Roche ($RHHBY) is making a "fair and transparent" offer to critics at the Cochrane Collaboration: Let's set up an advisory board to review all the data on Tamiflu. As Reuters reports, the proposal is Roche's latest response to calls for open access to data on its flu-fighting drug.
That data has become the subject of a heated public debate, as Cochrane researchers took to the pages of the British Medical Journal. Some have even called for a Tamiflu boycott until Roche opens the books.
In the past, the company has said that it provided enough data necessary to the researchers' work. Roche has also questioned the researchers' methodology in analyzing Tamiflu's effectiveness. But now, the company has come up with a compromise. The advisory board, composed of academics and other experts, would decide how best to analyze the Tamiflu data. "We think that would be an appropriate, fair and transparent way of handling this debate," Roche pharma Chief Daniel O'Day told Reuters.

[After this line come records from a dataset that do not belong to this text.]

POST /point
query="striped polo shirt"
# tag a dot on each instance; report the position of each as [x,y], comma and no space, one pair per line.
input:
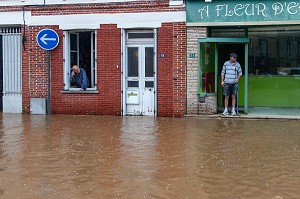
[231,71]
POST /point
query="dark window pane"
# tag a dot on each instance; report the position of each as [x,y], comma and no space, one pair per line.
[133,61]
[73,43]
[133,84]
[140,35]
[149,84]
[149,62]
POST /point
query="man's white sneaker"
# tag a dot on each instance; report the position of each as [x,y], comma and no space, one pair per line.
[225,113]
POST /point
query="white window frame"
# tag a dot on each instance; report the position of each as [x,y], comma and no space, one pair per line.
[176,2]
[67,61]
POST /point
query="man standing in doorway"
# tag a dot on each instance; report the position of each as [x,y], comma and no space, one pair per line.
[231,73]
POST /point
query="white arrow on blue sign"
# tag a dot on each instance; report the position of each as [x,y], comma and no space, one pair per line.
[47,39]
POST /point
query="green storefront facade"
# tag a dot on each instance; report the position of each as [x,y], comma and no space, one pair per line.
[266,37]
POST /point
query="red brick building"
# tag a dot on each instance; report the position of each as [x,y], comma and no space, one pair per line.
[133,52]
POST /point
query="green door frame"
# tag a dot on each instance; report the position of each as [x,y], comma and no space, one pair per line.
[229,40]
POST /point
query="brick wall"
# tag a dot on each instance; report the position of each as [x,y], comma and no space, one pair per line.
[171,70]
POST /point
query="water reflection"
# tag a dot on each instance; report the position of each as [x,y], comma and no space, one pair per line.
[143,157]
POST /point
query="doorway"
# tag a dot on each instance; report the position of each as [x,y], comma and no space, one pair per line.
[213,53]
[224,50]
[139,80]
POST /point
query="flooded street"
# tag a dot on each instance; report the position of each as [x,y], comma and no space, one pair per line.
[91,157]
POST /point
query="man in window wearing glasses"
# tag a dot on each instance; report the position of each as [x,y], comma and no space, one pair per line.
[79,77]
[231,73]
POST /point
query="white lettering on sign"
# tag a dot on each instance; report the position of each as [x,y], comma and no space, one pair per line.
[292,8]
[248,9]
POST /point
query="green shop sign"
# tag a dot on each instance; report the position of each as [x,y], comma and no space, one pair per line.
[241,11]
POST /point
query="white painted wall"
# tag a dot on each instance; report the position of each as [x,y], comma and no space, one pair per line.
[48,2]
[75,21]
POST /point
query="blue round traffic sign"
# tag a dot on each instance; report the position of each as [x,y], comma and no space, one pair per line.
[47,39]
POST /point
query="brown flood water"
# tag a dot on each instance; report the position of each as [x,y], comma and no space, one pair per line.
[91,157]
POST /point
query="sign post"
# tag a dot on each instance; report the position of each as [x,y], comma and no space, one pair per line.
[47,39]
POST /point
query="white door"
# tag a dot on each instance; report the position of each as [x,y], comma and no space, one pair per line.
[12,71]
[139,80]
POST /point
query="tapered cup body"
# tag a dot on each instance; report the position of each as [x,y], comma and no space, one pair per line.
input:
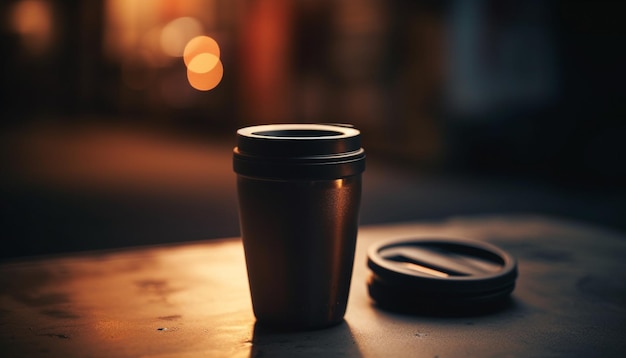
[298,209]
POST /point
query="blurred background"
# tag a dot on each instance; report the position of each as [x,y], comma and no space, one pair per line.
[467,107]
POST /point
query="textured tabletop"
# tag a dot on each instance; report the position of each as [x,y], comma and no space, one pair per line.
[192,300]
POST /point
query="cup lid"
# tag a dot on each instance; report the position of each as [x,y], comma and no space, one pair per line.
[294,151]
[439,274]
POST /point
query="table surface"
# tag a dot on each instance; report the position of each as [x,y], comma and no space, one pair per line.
[192,300]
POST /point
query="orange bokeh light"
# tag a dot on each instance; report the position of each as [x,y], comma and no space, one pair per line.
[208,80]
[202,58]
[199,45]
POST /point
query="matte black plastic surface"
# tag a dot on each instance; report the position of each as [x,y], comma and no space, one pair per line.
[439,274]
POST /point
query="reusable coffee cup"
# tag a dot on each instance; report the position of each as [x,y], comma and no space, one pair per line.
[299,189]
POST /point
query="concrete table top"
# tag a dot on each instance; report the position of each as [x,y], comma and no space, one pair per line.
[192,300]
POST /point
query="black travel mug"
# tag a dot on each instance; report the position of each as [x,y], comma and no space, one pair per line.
[299,189]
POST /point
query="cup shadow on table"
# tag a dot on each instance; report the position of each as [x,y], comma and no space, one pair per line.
[269,342]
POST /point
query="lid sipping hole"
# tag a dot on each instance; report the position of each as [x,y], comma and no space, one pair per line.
[436,262]
[298,133]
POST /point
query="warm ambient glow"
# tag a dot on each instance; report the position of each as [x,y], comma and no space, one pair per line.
[202,58]
[208,80]
[199,45]
[177,33]
[32,20]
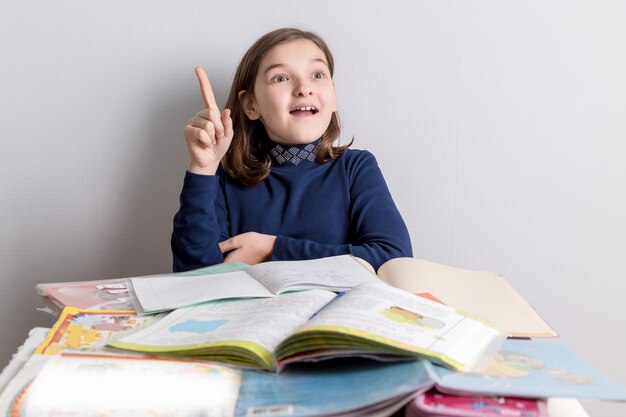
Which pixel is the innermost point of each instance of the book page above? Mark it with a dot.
(533, 369)
(395, 318)
(481, 293)
(167, 292)
(335, 273)
(264, 322)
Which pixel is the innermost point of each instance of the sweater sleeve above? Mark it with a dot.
(376, 229)
(200, 223)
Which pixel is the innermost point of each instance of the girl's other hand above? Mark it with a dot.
(209, 133)
(250, 248)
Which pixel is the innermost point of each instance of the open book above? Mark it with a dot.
(267, 279)
(373, 320)
(482, 293)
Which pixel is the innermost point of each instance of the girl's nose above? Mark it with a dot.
(303, 89)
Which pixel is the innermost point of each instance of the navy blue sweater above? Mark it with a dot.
(315, 210)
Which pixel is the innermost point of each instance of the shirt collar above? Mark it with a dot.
(294, 154)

Cochrane researchers question Tamiflu's effectiveness--and they consider that question to be crucial, given the fact that governments around the world have stockpiled it in case of pandemic. Cochrane has been agitating for Roche to open its Tamiflu books for years. About three years ago, Roche said it would hand over the requested data, Cochrane says, but then reneged.
As part of its open data initiative, the BMJ recently published an open letter to one of Roche's board members, demanding full data on the influenza drug. The BMJ also posted years of correspondence between the Swiss drugmaker and Cochrane researchers as they haggled over access to Tamiflu documents.
Roche actually offers more access to information on its trials than many other pharma companies do. It has a dedicated website where all Roche-sponsored studies are available, either as peer-reviewed publications or in summary. Detailed trial reports are available on a password-protected site, the company says. But Roche has also been taken to task by regulators recently, for failing to properly pass along 80,000 reports of suspected adverse events, including some involving Tamiflu.
Inevitably, the latest Tamiflu news leads to questions about Roche's plans for overall access to trial data. GlaxoSmithKline ($GSK) recently said it would allow researchers to pore over its own patient-level study data, upon request. Roche says it handles such requests as well, but O'Day stopped short of promising full access.
"To what level data will be shared proactively and constantly is something we need to discuss," he told Reuters.